How Long is Medical School?

how long is medical school

It certainly isn’t a secret that becoming a doctor takes many years of dedication, study and hard work. Medical students can expect to spend long hours in the classroom, lecture hall, in the books and in the field as they embark on their journey to achieving their goal. But exactly just how long is medical school?

Below, we’ll examine the length of time students can expect to spend in medical school as well as the requirements one will need to meet to graduate.

How Long is Medical School: Basic Requirements

While admissions requirements can vary between schools, many medical schools do have most of the same prerequisites. According to the Association of American Medical Colleges, nearly all those who apply to any medical school will have had to have first taken the Medical College Admission Test (MCAT). In addition, most students will be required to complete several courses, including:

  • English (1 year)
  • Biology (1 year)
  • Physics (1 year)
  • Chemistry (2 years)

Remember, these are just the requirements to get into most medical schools. So before you even walk set foot in the door of a medical school, you can expect to have already dedicated a significant amount of time to study in preparation for it. In many cases, students will need to spend 4-5 years studying in preparation of medical school.

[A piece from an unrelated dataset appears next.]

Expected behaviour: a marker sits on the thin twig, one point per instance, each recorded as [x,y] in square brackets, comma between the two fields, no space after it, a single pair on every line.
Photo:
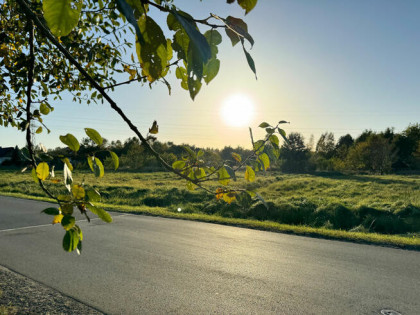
[32,16]
[31,66]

How Long is Medical School: General Overview

While it can vary from school to school, medical school by and large takes four years to complete. During your first year, which is widely regarded as the most difficult, students can expect to spend most of their time in lectures and taking courses such as gross anatomy, pathology and biochemistry. Years 2-4 are generally spent out in the field in clinical-based settings. Students will typically be part of clinical rotations by their third year before studying on a medical team-basis by year four.

While there’s no doubt the path to becoming a doctor is a long one, it gives you the all the tools and education that will be necessary to become the health care specialists of the future.